In January 2017, Kaczynski surfaced audio of Donald Trump's nominee for secretary of labor, Andrew Puzder, describing the employees hired at his restaurants as the "best of the worst". Puzder later withdrew due to other reasons, and did not join the administration.

On July 4, 2017, Kaczynski controversially reported he used "identifying information" to find the identity of a Reddit user who created an anti-CNN video meme President Donald Trump tweeted two days prior, using a Facebook search to find them. The Reddit user had a history of racist, anti-Muslim, and antisemitic postings. Kaczynski reported the creator's identity would be withheld by CNN, since the creator was a private citizen, and because he had issued an "extensive apology". CNN executive editor of standards, Rick Davis, then added the disclaimer "CNN reserves the right to publish his identity, should any of that change". The disclaimer was subject to criticism that it created the appearance of blackmail, while, conversely, the article was also criticized for not revealing the subject's name. Kaczynski stated that the line was "misinterpreted", and that the user said that he was not threatened prior to his apology.

In 2017 and 2018, a number of Trump administration officials such as Carl Higbie, Jamie Johnson, Todd Johnson, Christine Bauserman, and Brute Bradford resigned over controversial comments Kaczynski uncovered.

In March 2019, Kaczynski reported on a 1993 Senate speech in which Joe Biden referred to "predators on our streets" and proposed that new legislation was required to utilize prisons to remove them from society.

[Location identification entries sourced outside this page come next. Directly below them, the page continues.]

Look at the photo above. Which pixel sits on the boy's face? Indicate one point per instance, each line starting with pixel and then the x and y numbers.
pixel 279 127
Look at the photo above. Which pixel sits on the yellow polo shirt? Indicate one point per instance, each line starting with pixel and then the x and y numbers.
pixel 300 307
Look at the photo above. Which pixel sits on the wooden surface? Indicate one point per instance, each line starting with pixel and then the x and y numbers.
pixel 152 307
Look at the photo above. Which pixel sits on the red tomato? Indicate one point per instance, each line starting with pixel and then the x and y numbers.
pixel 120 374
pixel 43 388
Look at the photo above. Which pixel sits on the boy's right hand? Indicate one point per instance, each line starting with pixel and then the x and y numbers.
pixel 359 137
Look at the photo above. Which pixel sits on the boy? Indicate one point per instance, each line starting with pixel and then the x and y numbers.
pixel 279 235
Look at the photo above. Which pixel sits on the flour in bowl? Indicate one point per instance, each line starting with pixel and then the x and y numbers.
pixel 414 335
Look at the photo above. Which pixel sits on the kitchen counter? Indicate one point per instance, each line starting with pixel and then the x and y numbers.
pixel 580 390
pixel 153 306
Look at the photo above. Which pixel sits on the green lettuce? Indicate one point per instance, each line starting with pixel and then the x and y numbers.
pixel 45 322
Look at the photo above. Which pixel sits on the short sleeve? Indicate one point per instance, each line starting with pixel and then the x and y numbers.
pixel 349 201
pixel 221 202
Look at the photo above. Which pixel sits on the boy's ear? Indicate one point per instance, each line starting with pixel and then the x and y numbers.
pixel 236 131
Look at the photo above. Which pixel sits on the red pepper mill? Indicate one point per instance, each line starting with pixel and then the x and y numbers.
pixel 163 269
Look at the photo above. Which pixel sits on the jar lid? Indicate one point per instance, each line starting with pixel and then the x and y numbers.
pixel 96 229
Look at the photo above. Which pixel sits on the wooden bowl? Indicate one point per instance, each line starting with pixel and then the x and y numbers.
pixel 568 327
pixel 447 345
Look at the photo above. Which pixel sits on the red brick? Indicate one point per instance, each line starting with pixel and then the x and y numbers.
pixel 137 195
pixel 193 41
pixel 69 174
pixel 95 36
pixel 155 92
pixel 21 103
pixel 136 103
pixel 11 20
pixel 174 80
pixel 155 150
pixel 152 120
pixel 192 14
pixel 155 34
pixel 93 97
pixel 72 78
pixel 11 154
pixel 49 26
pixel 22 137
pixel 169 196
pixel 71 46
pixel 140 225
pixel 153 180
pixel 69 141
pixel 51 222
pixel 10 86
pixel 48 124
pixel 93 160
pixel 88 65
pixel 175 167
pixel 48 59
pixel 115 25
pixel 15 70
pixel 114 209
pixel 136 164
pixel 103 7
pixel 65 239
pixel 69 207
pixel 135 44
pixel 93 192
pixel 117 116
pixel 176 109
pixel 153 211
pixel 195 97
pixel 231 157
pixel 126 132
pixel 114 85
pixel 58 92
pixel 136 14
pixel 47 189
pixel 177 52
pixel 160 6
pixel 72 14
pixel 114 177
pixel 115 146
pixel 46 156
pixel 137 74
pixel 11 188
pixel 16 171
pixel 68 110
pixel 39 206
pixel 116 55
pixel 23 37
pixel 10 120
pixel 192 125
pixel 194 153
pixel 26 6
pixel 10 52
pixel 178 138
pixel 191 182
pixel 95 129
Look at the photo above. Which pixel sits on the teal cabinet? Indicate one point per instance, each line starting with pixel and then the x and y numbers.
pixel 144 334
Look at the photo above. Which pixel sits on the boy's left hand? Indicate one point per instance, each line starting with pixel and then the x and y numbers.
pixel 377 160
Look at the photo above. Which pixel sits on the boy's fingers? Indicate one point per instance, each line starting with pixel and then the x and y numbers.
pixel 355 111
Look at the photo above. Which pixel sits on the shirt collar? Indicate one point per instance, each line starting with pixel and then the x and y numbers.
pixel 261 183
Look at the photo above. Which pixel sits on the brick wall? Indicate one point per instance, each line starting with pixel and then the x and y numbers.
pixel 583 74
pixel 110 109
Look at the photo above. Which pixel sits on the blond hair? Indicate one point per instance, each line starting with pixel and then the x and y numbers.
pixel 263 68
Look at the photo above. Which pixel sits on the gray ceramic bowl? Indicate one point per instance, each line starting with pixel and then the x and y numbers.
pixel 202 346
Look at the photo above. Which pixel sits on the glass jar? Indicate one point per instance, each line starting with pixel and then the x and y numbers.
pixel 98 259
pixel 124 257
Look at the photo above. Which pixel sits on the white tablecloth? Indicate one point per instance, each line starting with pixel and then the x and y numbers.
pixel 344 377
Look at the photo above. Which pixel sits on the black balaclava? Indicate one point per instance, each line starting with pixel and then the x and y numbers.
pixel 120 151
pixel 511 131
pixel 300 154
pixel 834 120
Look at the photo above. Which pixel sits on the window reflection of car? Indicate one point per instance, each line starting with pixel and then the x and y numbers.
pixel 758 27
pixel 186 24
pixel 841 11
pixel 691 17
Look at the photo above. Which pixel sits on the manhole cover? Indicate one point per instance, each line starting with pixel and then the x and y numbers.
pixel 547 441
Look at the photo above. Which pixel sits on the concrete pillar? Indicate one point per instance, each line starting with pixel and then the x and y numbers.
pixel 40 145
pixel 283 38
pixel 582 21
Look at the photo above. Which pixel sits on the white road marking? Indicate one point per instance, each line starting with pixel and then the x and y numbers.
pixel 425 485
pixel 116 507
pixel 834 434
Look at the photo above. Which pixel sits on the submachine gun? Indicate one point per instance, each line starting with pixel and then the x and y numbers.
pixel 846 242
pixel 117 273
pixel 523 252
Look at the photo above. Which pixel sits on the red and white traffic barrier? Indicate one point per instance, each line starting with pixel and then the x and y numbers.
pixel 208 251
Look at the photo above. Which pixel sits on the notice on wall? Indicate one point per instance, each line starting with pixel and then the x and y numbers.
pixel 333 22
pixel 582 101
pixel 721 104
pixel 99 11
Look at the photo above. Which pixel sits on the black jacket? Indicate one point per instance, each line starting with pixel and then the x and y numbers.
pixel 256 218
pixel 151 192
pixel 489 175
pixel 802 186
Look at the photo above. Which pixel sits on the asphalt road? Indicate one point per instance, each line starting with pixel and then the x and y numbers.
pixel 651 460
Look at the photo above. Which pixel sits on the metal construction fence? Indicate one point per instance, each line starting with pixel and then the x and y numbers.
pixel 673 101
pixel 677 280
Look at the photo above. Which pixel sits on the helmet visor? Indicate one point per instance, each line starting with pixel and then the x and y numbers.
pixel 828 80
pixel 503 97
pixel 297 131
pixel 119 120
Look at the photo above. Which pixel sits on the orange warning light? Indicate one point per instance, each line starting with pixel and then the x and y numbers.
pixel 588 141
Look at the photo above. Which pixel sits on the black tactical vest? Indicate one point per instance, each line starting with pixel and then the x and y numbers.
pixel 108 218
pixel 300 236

In September 2024, Kacynski and Em Steck reported that the Republican nominee for the 2024 North Carolina gubernatorial election, Mark Robinson, had made comments on a porn site named Nude Africa, where he made numerous racist comments such as referring to himself as a "black NAZI", and admitting to "peeping" into a women's gym shower when he was a teenager.

During the 2024 presidential campaign, Kacynski reported on Democratic nominee Kamala Harris's responses to a 2019 ACLU presidential candidate survey, including an answer indicating that Harris "supported taxpayer funding of gender transition surgeries for detained immigrants and federal prisoners." This stance would come into sharper focus following the Trump campaign's October "Kamala is for they/them" advertisements, which the campaign spent more money on airing than any other in the election.

== Recognition ==
Time named Kaczynski's Twitter feed one of "The 140 Best Twitter Feeds of 2013", one of ten in the Politics category. Slate political reporter Dave Weigel called him "the Oppenheimer of archival video research".

In 2013, he was listed on the Daily Beast website's "Beast Best" awards for his Twitter Feed. In 2014, New York magazine named him the 13th most influential Tweeter in New York City.

Politico named him one of the breakout stars of the 2016 election. In 2017, he was nominated for the Shorty Award for Best Journalist. In 2018, Kaczynski was named to Forbess 30 Under 30 Media list.

== Personal life ==

Kaczynski is married to Wall Street Journal banking reporter Rachel Louise Ensign.

On December 25, 2020, Kaczynski announced the death of his nine month old daughter Francesca. She died the day prior after a battle with an atypical teratoid rhabdoid tumor in her brain. In the year following her death, Kaczynski started the Team Beans Infant Brain Tumor Fund at Dana–Farber Cancer Institute and raised more than $1,700,000 for infant brain tumor research. In April 2021, he raised more than $240,000 by running the Boston Marathon.

Kaczynski's second daughter was born on January 27, 2022.

He was described as a moderate Republican in a New York magazine profile. It was later revealed Kaczynski was misquoted, and called himself "a political moderate".

Kaczynski is a New York Yankees, Cleveland Browns and Brooklyn Nets fan. At 19, Kaczynski had a bout of pancreatitis, leading him to eschew smoking and alcohol.